I'm finding it hard to believe that the bit field thing is ever really worth it. Even if you could collapse a dozen booleans into a single bit field, will this have a measurable impact?
The other two optimizations I could see either having no impact on code maintenance, or maybe even improving it. The bitfields thing though I'd have to see super compelling benchmarks to be sold on.
Imagine an object with 10 Boolean property. In WebKit, you pay 8 bytes per property. That's 80 bytes, plus the 16 bytes for the object header, so 96 bytes total.
Now imagine the same object with a bitfield. That's one property (it'll happily hold 32 bits without hacks). So, with a header, that's 24 bytes.
That's a 4x savings. This will add up quick if you allocate the object frequently.
The savings I'm referring to are space savings and reduction in GC frequency. The one-time cost of allocating accessors in a prototype somewhere, and having some consts in global variables, is going to be insignificant by comparison to the accumulated per-object space wins.
But maybe you're talking about speed. After warm-up, accessors and consts carry no cost. Before warm-up, it's probably still a net win to have bitfields.
After warm-up, in WebKit at least, accessors will get inlined and the compiler will be smart enough to constant-fold references to global variables (or almost any other kind of variables) that were effectively constant.
As for before warm-up, it depends on how frequently the object in question is allocated. Accessing through an accessor before warm-up carries some cost, but on the other hand, allocating 4x fewer bytes could be more important. It depends on the application. If your app uses too much memory to run reliably on some devices, then you'll probably be fine with losing some perf before warm-up in exchange for being able to not run out of memory. Also, GC is expensive and it is triggered by the combination of how much you allocate (in bytes) and how much is live at any time (in bytes). So reducing the sizes of objects reduces the amount of GCing you do, which causes your program to run faster. Probably in lots of large apps, the speed-up from GCing less will be greater than the slow-down from accessor calls during warm-up.

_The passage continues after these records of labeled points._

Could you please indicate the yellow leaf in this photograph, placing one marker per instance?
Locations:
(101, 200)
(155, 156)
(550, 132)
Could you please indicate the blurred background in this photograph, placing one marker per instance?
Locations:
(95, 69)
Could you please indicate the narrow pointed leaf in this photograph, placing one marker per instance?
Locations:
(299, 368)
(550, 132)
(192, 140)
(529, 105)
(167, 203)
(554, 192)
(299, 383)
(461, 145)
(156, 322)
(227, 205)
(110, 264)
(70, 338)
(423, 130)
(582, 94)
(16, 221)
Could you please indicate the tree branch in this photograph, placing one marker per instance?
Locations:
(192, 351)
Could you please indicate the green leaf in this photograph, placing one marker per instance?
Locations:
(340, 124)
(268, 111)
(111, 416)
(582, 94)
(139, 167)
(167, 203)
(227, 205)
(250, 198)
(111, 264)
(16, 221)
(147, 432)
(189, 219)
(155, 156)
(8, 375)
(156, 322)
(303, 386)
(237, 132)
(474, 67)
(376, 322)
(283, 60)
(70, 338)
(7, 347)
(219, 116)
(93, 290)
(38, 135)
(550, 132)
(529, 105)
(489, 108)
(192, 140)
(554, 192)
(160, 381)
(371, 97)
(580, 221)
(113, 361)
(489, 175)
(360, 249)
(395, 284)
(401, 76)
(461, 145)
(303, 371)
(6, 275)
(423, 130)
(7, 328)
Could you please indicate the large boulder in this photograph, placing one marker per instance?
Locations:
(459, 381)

- I'm surprised that no current JS VM does lambda lifting (which is the transformation being done manually here). The analysis is easy, the wins are big for function-heavy code, and the tech is easy and well-known. JSC should try it! ;)

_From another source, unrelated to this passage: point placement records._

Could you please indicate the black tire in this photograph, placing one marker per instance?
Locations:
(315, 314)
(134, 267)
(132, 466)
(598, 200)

- I was just last week sketching such an optimization, but in a more complicated case, and with types to guide you. Seems very hard to do in JS.
Proving that identity isn't needed here is easy: if the function is only used in a first-order way (ie, it's always called) then the identity can't possibly matter. That should work in most cases that matter.
In that case, the only identity has to come via function.arguments. Could you therefore allocate the identity lazily, since there's nothing else to compare to?
Yes, yes, yes, yes. I am SO TIRED of seeing pre-optimizations from people who should know better.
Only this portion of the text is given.